Little negotiation capacity

For auditing, 100 contracts were selected from the 347 notifications, for an amount of 48.2 million euros, which represents 75% of the total amount of contracts of this type (64.2 million euros).

As in its previous reports, the body chaired by Enriqueta Chicano acknowledges that public managers faced a sudden reality, they had to acquire hygienic-sanitary products that were scarce in the market and, therefore, to accept prices with no or very little real possibility of negotiation and contracting with suppliers who also faced logistical difficulties in an unstructured market.

The court concludes that the object of the emergency contracts, except in four cases, was directly or indirectly linked to the adoption of measures to protect against the spread of Covid-19. That is, in “96% of the cases the corresponding cause-effect relationship was maintained”.

Deficiencies in the adjudication

In addition, it has detected “a series of exceptional deficiencies in the award and in the previous actions”. For example, one agency improperly channeled the use of this type of procedure through a single generic emergency declaration instead of doing it individually.

In its recommendations, the court emphasizes the need to record individually in each contract the reasons that justify resorting to emergency processing, as well as those that prevent contracting through other procedures that are less restrictive of competition to deal with to unforeseen need.

They have also found “some breaches of the necessary communication both to the Council of Ministers and to the Delegated Intervention”, which, according to the court “constitute the basis of the few formalities that the Contract Law requires in this type of procedure”.

At this point, the auditor recalls that in the emergency processing the rule exempts “from the obligation to form a contracting file and allows contracting verbally”, a formula that was used in 24% of the contracts analyzed, of which no There was written documentation.

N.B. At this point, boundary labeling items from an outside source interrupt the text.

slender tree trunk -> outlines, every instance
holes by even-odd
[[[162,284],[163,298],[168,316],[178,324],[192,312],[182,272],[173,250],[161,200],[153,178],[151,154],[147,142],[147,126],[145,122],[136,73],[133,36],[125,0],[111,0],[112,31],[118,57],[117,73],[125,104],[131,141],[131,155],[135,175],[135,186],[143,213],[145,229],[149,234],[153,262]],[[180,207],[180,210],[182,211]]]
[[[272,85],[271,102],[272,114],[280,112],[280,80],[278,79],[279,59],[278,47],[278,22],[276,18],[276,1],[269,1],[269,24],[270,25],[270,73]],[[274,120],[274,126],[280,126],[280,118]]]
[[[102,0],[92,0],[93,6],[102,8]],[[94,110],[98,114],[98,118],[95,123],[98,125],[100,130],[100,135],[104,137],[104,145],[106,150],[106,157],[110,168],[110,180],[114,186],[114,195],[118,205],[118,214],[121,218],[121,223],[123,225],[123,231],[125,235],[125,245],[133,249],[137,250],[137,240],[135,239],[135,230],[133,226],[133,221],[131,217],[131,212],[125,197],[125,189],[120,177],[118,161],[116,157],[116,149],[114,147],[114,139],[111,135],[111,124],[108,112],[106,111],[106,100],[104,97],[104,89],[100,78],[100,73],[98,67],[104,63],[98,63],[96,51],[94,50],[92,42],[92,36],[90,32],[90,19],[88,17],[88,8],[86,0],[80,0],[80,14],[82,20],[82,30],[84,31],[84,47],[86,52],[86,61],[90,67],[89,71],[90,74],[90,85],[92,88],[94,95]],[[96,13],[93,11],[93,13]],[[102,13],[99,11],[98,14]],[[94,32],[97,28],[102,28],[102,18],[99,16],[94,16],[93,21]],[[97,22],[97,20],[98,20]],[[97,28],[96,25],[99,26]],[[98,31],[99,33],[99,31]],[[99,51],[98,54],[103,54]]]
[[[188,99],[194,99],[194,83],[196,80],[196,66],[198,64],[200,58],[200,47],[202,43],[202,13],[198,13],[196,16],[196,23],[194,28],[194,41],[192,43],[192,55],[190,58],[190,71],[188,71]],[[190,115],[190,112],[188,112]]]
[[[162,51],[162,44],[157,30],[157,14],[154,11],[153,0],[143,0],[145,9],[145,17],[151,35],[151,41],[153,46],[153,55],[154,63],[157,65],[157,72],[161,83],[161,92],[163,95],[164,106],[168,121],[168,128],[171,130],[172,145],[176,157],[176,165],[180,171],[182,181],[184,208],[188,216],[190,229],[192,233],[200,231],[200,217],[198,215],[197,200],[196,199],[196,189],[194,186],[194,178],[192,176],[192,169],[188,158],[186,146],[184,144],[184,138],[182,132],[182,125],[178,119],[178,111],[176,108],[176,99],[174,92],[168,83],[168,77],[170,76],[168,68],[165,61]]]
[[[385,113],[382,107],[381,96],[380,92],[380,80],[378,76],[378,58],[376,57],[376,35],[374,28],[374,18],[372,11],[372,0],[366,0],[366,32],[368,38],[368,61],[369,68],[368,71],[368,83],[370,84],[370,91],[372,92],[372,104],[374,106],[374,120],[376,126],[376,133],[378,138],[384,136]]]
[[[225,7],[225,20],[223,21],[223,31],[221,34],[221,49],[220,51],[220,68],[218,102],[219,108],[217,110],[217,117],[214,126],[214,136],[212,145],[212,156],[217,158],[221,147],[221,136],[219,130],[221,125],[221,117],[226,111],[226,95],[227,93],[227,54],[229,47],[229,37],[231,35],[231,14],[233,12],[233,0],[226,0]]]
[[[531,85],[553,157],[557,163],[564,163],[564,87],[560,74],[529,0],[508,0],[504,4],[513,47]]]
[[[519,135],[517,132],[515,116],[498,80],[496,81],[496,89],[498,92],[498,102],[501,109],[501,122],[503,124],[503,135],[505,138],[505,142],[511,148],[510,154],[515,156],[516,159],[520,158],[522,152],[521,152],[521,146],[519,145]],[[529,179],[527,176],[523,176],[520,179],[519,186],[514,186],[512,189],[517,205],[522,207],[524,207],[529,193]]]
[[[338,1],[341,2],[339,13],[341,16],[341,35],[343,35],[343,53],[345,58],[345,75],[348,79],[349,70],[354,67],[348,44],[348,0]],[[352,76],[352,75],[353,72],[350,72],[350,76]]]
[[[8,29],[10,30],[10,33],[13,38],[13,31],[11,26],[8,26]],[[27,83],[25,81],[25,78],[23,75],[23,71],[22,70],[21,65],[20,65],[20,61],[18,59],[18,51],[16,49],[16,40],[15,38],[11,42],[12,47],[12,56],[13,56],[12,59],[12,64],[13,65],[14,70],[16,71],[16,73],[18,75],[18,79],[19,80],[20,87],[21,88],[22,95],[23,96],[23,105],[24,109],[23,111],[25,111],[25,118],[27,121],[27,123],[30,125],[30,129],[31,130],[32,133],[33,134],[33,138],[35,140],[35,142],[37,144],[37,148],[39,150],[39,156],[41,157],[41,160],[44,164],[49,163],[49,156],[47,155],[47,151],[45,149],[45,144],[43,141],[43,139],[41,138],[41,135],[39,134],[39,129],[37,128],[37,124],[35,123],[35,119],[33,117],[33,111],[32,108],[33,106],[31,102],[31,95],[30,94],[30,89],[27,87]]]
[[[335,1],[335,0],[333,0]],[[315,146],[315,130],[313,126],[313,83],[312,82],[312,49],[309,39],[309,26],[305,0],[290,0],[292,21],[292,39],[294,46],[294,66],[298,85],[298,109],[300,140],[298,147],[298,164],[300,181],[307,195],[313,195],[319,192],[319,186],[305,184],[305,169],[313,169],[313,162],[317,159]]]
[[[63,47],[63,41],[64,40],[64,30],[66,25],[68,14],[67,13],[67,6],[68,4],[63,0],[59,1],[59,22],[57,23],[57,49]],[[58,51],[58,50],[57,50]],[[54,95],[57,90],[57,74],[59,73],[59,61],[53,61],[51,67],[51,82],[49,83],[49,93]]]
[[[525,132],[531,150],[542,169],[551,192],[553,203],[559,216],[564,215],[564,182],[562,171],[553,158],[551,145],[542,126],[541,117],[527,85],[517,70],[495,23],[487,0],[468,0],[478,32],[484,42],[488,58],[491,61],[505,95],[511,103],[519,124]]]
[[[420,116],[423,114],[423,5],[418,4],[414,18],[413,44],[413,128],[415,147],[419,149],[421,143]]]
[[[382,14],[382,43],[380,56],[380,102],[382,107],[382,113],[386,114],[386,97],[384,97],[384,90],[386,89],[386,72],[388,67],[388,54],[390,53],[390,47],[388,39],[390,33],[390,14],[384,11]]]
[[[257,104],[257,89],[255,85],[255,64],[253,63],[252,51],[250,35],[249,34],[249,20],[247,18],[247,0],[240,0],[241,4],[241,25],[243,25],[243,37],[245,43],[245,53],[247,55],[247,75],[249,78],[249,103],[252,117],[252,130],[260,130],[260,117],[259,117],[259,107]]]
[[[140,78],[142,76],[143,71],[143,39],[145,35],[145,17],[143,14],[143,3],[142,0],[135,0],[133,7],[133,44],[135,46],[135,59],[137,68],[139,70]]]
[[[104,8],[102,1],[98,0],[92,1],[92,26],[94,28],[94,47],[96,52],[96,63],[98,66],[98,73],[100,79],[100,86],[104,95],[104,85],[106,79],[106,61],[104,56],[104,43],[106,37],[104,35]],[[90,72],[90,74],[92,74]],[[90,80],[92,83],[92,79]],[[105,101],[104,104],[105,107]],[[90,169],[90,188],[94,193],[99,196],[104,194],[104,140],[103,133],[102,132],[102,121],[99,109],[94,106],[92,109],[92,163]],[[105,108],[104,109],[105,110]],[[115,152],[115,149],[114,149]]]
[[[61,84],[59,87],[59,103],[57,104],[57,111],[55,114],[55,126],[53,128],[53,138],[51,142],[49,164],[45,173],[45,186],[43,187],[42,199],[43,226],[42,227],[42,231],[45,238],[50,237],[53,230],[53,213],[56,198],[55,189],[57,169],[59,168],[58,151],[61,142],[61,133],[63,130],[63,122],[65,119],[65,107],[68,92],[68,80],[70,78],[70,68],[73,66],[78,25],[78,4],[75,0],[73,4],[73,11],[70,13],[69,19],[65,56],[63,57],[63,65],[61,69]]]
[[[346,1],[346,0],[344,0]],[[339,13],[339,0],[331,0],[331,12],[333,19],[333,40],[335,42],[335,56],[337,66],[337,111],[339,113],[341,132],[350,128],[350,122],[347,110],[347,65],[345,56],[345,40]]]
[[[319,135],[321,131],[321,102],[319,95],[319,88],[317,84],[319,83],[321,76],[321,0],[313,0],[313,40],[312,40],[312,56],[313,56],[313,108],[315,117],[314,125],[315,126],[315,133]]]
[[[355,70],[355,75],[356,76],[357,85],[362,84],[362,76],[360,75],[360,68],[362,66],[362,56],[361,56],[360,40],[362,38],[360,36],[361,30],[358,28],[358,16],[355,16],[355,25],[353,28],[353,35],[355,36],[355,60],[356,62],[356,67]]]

Although it is a formula contemplated in the law, the court has requested that the written procedure be sought.

The inspector takes charge of the difficulty that there was then to verify the capacity and solvency of the possible contractors and for that reason he is pleased that in 32% of the contracts examined there were verifications.

However, it warns that “the omission of the actions legally foreseen for the preparation, award and formalization of the contracts, in particular the verification of the aptitude requirements of the successful bidder, should be limited to those contracts whose object is incompatible with the immediate attention of the raised emergency”.